The first Lost Boy of J. M. Barrie's life was his brother David. At the age of thirteen, David died in a skating accident and Barrie, though only six, was overwhelmed not by the death, but by his mother's grief. He later wrote about his desire to "become so like [David] that even my mother should not know the difference." For a week, Barrie practiced David's way of whistling to her, and then one morning stepped into his mother's darkened bedroom dressed in his dead brother's clothing and did his best to bring him back to life.
The second Lost Boys entered Barrie's life when he was in his late thirties, already a famous novelist. They were the sons of Arthur and Sylvia Llewelyn Davies, Barrie's London neighbours. Barrie first met the boys in Kensington Gardens, they walking with their nanny, Barrie walking with -- or perhaps, being slight and barely five feet tall, walked by -- his St. Bernard. This was 1897; over the next few years, Barrie became a constant companion to the boys, and a close friend to their mother. When the families vacationed together one summer, Barrie organized a two-week game of shipwrecks, pirates, fairies and gangplank rescues. He took photographs of these theatrics, wrote chapter headings, and published a cloth-bound, two-copy edition of their Never Never Land, entitled The Boy Castaways. Over the next four years, this would become the basis of Peter Pan, or The Boy Who Wouldn't Grow Up, one of the most produced plays in theatrical history.
Arthur Davies did not like Barrie's obsession with his sons, or Barrie's constant presence in his house. When Barrie gave him the Davies copy of The Boy Castaways, he immediately lost it on the train; when Barrie moved to an even closer Kensington address, he moved his family twenty-five miles out of town. Some of Barrie's contemporaries also viewed his attentions with suspicion; several modern biographers and psychiatrists go further, seeing evidence of paedophilia. The youngest boy, Nico, has described Barrie as an asexual "innocent." He married in his mid-thirties, but his dispassion for his wife -- and for adult sexuality -- seems to have been immediate and profound. They led separate lives, and she eventually divorced him.
The second-oldest boy, Peter, wrote in the 1950s that he viewed Barrie as a "strange little creature [who] in the end brought more sorrow than happiness" into their family. Throughout their lives, all the boys were regarded in light of their association with Barrie. Peter said that his namesake made his schoolboy years a torment; when he committed suicide in 1960, though a respected middle-aged publisher the newspapers headlined, "Peter Pan Killed By London Subway Train."
Many involved in the first production expected a disaster. Technical problems were so severe that the scheduled opening had to be delayed a week. To the last Barrie was writing material for the front-of-curtain improvisations that were needed to cover the interminable set changes.

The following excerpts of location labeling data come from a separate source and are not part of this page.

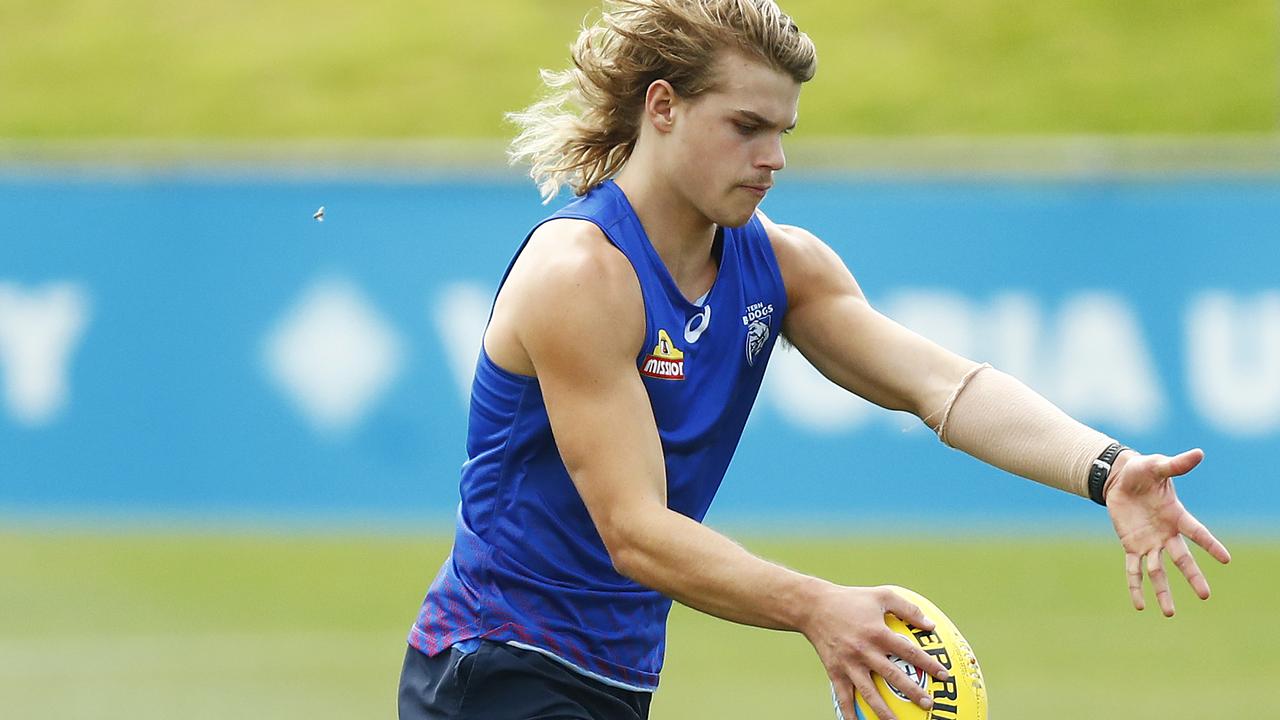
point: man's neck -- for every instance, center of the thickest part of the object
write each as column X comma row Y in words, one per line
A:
column 681, row 235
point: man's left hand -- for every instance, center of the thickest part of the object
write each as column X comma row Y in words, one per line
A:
column 1151, row 522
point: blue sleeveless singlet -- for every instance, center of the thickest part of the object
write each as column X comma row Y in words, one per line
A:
column 528, row 565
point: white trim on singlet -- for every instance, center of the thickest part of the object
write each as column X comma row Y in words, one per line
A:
column 583, row 671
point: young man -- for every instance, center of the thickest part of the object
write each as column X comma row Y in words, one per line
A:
column 625, row 350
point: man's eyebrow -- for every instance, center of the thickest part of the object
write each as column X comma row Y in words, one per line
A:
column 760, row 119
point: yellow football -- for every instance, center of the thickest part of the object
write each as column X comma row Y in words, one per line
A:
column 961, row 697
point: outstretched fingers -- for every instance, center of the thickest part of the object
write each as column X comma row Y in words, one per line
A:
column 1200, row 534
column 844, row 693
column 865, row 686
column 1185, row 563
column 1182, row 463
column 1133, row 569
column 1160, row 582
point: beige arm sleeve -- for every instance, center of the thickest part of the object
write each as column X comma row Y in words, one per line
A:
column 1000, row 420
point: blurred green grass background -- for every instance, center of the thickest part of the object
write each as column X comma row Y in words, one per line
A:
column 403, row 68
column 161, row 624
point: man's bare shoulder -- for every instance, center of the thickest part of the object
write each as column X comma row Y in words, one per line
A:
column 804, row 259
column 570, row 290
column 571, row 260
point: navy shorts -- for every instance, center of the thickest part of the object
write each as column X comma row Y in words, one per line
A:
column 498, row 682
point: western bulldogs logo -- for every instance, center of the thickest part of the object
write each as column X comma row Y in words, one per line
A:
column 757, row 335
column 757, row 318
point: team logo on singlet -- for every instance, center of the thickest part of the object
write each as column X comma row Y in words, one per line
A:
column 757, row 318
column 666, row 361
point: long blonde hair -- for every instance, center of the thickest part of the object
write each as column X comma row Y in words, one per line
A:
column 585, row 127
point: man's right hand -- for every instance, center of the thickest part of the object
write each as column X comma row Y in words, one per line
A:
column 846, row 627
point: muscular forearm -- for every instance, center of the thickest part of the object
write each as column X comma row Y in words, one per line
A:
column 1000, row 420
column 708, row 572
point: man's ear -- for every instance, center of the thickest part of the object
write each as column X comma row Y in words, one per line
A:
column 659, row 103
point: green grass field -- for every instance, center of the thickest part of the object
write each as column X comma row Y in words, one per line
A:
column 403, row 68
column 141, row 625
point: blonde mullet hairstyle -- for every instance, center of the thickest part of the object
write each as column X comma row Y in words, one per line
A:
column 584, row 130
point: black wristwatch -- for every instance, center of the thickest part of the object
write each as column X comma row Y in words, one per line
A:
column 1101, row 470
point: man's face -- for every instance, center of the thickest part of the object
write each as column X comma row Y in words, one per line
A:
column 727, row 142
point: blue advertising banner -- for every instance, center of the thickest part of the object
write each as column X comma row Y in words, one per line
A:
column 209, row 345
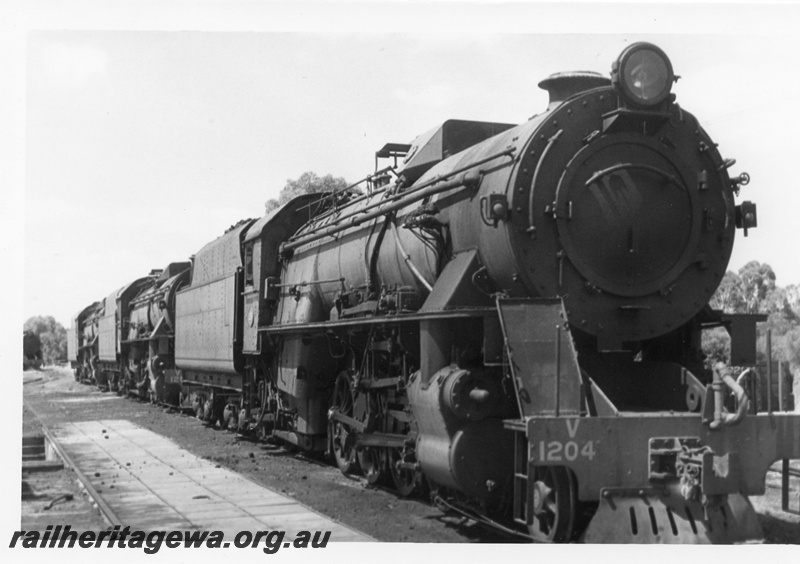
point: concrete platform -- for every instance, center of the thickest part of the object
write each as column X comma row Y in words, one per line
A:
column 147, row 482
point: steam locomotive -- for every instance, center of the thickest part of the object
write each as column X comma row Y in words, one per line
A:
column 505, row 317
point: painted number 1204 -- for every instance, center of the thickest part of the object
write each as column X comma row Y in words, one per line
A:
column 556, row 451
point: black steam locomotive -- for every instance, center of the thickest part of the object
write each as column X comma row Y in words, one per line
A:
column 509, row 320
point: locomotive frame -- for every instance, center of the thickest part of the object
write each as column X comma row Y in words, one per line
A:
column 512, row 325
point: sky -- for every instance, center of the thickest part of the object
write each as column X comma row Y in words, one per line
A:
column 143, row 145
column 136, row 132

A larger worry was the script. The problem plays of Shaw and Ibsen dominated turn-of-the-century theatre -- even Barrie's last play, Ibsen's Ghost, had been of this sort. And the Peter Pan rehearsals had been conducted in strict secrecy. What would an unsuspecting and sophisticated first-night audience make of a girl-boy flying across the stage to ask them, "Do you believe in fairies? If you believe, wave your handkerchiefs and clap your hands!" Barrie told the orchestra to be ready to down their instruments and clap their loudest.
When that moment came, on December 27th, 1904, the audience burst into such overwhelming applause that the actress playing Peter Pan burst into tears. "The elite of London society," wrote one reviewer, "succumbed as one to Barrie's spell." Shaw dismissed the play as artificial, something "foisted on children by grown-ups," but Mark Twain called it "an uplifting benefaction to this sordid and money-mad age." The annual Christmas productions and Disney immortality might seem to argue for Twain over Shaw.

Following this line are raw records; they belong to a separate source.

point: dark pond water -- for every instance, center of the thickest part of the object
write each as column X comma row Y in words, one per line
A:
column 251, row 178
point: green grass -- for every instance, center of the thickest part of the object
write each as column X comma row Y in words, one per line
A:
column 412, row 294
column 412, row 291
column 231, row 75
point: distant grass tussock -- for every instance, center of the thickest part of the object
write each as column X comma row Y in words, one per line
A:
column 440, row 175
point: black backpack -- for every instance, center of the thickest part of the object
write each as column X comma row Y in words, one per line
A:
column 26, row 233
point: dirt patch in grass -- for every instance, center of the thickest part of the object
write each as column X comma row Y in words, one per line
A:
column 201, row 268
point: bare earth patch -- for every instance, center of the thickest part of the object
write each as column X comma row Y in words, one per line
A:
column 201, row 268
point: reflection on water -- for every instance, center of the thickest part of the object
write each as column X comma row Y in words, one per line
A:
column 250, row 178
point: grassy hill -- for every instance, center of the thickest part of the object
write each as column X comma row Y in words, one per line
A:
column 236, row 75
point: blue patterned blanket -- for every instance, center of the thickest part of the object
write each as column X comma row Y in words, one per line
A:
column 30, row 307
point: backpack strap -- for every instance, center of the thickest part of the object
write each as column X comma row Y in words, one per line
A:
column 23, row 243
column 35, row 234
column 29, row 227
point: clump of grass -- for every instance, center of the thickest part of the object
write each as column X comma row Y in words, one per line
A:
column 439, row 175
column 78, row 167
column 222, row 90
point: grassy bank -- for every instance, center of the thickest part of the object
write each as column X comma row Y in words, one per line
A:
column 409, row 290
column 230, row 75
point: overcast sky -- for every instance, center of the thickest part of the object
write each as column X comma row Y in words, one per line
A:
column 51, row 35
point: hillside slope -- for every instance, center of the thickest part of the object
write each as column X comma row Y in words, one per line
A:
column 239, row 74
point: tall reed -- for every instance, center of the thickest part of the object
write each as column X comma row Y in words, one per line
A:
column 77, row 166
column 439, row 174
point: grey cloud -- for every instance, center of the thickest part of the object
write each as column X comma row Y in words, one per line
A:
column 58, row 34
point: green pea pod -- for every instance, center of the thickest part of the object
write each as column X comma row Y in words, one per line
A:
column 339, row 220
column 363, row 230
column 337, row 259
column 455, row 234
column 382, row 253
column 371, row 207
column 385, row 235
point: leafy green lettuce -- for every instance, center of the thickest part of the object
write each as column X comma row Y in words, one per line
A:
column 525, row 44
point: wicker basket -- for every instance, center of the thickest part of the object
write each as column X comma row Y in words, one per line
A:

The Davies family itself proved all too mortal. Arthur Davies died of cancer while the boys were still young, and Sylvia Davies died just a few years later. Barrie was wealthy and devoted, the obvious choice for Guardian, and in 1910 his Lost Boys became Found Sons -- though some were less happy about it than others. And then the two boys to whom Barrie was most closely attached died: George was killed in action in WWI, at the age of 23; and Michael was killed in a drowning accident, perhaps suicide, at the age of 21.
Peter Pan was not published until 1928, seven years after Michael's death. It was prefaced by Barrie's ten-page dedication, a eulogy of his Lost Boys and their lives together -- of which remained, he wrote, only "broken fragments of immortality."